From the FDA Drug Label
14.7 Complicated Urinary Tract Infections and Acute Pyelonephritis: 5 Day Treatment Regimen To evaluate the safety and efficacy of the higher dose and shorter course of levofloxacin, 1109 patients with cUTI and AP were enrolled in a randomized, double-blind, multicenter clinical trial conducted in the U.S. from November 2004 to April 2006 comparing levofloxacin 750 mg I.V. or orally once daily for 5 days (546 patients) with ciprofloxacin 400 mg I.V. or 500 mg orally twice daily for 10 days (563 patients).
Oral antibiotic regimen for pyelonephritis:
- Levofloxacin can be used as an oral antibiotic regimen for pyelonephritis, with a recommended dose of 750 mg orally once daily for 5 days 2.
- The bacteriologic cure rates for levofloxacin in the treatment of acute pyelonephritis are presented in Table 20 and Table 21 2.
- A 10-day treatment regimen of levofloxacin 250 mg orally once daily has also been evaluated in clinical trials 2.
From the Research
Oral Antibiotic Regimens for Pyelonephritis
- The most common etiologic cause of pyelonephritis is infection with Escherichia coli 3.
- Outpatient oral antibiotic therapy with a fluoroquinolone is successful in most patients with mild uncomplicated pyelonephritis 3.
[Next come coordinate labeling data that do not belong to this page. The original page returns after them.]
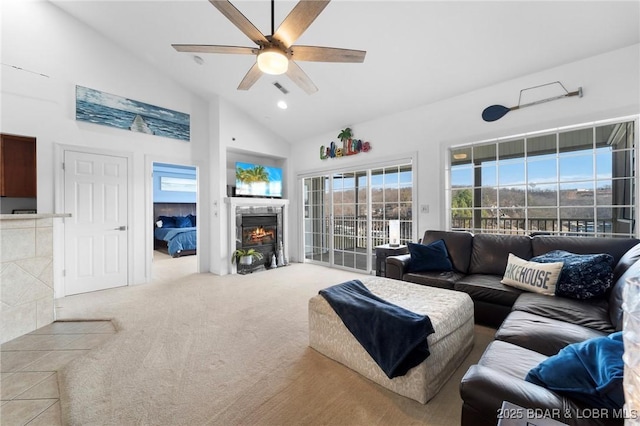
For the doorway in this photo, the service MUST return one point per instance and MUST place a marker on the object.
(96, 235)
(346, 214)
(174, 220)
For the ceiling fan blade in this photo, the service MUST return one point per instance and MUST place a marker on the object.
(250, 78)
(298, 20)
(326, 54)
(207, 48)
(299, 77)
(239, 20)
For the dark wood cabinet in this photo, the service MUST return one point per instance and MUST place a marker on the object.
(18, 177)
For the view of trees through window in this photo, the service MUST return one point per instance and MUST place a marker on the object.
(578, 181)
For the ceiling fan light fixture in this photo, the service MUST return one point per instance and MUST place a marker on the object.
(272, 61)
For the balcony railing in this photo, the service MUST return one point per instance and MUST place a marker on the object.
(600, 227)
(350, 232)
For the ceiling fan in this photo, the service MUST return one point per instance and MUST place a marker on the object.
(276, 53)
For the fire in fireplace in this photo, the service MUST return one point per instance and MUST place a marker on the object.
(259, 235)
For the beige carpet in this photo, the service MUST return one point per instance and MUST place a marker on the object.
(204, 349)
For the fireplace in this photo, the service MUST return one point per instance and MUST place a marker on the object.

- Other effective alternatives for oral antibiotic therapy include:
- Extended-spectrum penicillins
- Amoxicillin-clavulanate potassium
- Cephalosporins
- Trimethoprim-sulfamethoxazole 3
- A 7-day ciprofloxacin regimen was associated with greater bacteriologic and clinical cure rates than a 14-day trimethoprim-sulfamethoxazole regimen for acute uncomplicated pyelonephritis in women 4.
- Cephalosporins, such as cefaclor and cephalexin, have shown comparable clinical success rates for the outpatient treatment of pyelonephritis, ranging from 83% to 95% 5.
- Cephalosporins may be viable treatment options for the management of uncomplicated pyelonephritis, with no trials reporting inferiority of clinical treatment outcomes compared to fluoroquinolones or trimethoprim-sulfamethoxazole 6.
- Failure of therapy for pyelonephritis occurred more often in the fluoroquinolone and trimethoprim-sulfamethoxazole group than in the cephalosporin group 7.
Key Considerations
- Urine cultures should be obtained before antibiotic therapy is initiated to guide treatment decisions 3.
- The standard duration of therapy is 7-14 days, and urine culture should be repeated 1-2 weeks after completion of antibiotic therapy 3.
- Treatment failure may be caused by resistant organisms, underlying anatomic/functional abnormalities, or immunosuppressed states, and may require a change in antibiotics or surgical intervention 3.